И, действительно, сколько бы цветов не получали на концертах Лариса Долина, Валерия, Александр Буйнов, Олег Газманов, Игорь Николаев, Игорь Крутой, Григорий Лепс, Александр Розенбаум, Надежда Бабкина, а все они пели с Кобзоном дуэтами, такие корзины и охапки им и не снились. (Хотя, справедливости ради следует заметить, что всем вышеперечисленным артистам и до юбилея Кобзона пока далеко).
— Если бы я знал, что столько цветов будет, я бы сам их собрал, — не выдержал Николай Басков, тоже с охапкой растительности, представленной розами, стоя за спиной у Кобзона и ожидая, когда тот, наконец, закончит собирать букеты и переключит внимание на него, — в первый раз меня никто не видит, и я в первый раз стою в очереди!
— Николай Басков! — наконец обратил на него внимание Кобзон, выдержав абсолютно точную паузу.
— Первый человек, который меня вывел на эстраду, и первый мне заплатил мои первые 200 долларов, был Кобзон, — разоткровенничался Коля, — с ваших 200 долларов я так хорошо и поднялся, дай вам Бог здоровья!
И теперь ты выступаешь у друзей бесплатно, — охладил юмористический пыл Золотого голоса мэтр.
— Да, — чуть смутился Коля и тут же решил помять свое, такое заветное прозвище,
Вот вы до сих пор не знали, кто же приемник...
Что? , - Кобзон сделал вид, что не расслышал.
Приемник кто!, — настаивал Басков.
— Приемник? — усмехнулся Кобзон, — А зачем? Зачем вам старый Кобзон, когда есть молодые Басков, Киркоров?
Вот лишнее второе! — тут же определил Коля уже под громкий смех зала.

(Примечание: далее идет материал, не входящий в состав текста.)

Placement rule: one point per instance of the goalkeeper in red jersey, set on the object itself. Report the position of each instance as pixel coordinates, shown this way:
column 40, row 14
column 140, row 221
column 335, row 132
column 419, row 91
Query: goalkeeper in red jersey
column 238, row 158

Нет, Коля, я так не могу, даже в отсутствии на сцене Филиппа, — не согласился Кобзон.
Нет! Филипп потрясающий поп-король! А я ваш приемник, — продолжал настаивать Басков и тут уже не только зал, но и Кобзон не выдержал, рассмеялся, и даже позволил свеженареченному преемнику поиграть со своей публикой.
Иосиф Давыдович! С юбилеем! — заливался соловьем Коля, — А вы пели «Happy Birthday»? Стоя! Что мы сидим? Кобзон уже два часа стоит! Иосиф Давыдович, все для вас! В этот вечер мы репетируем ваше столетие!
И все встали, и даже звездные гости. Пахмутова, Добронравов, Дементьев композиторы Минин и Морозов, Башмет, Боровик, Бородин, Матвиенко, Тарасова, Рошаль, космонавт Леонов, Церетели, Табаков, Табачник, Виктюк, Моисеев, и многие, многие другие.
И был в концерте еще один очень трогательный момент, когда под известные строчки песни «Память, память, ты же можешь, ты должна» полетели по экрану фотографии ушедших любимцев страны: Рождественский, Вознесенкий, Леонов, Никулин, Высоцкий, Магомаев, Зыкина, Толкунова, и многие, многие другие. ..Гурченко.
И это было правильно.
«Устали? — подтрунивал мэтр над залом к концу пятого часа концерта, — Ничего, мы для себя попоем. Я не буду делать такой длинный концерт, как был у меня на шестидесятилетие, мне зал не разрешает, а то бы я вас еще подержал. Зал! Вы там живы? Ничего! Будет вам семьдесят пять, станете поживее», — подначивал по-хорошему уставшую публику Кобзон. И корил за экономию на ладошах в адрес своих знаменитых гостей: «Что же вы такие жадные!»
Но зал не был жадным, когда пришло время в конце приветствовать юбиляра. И закончился концерт самыми настоящими овациями в адрес народного артиста Иосифа.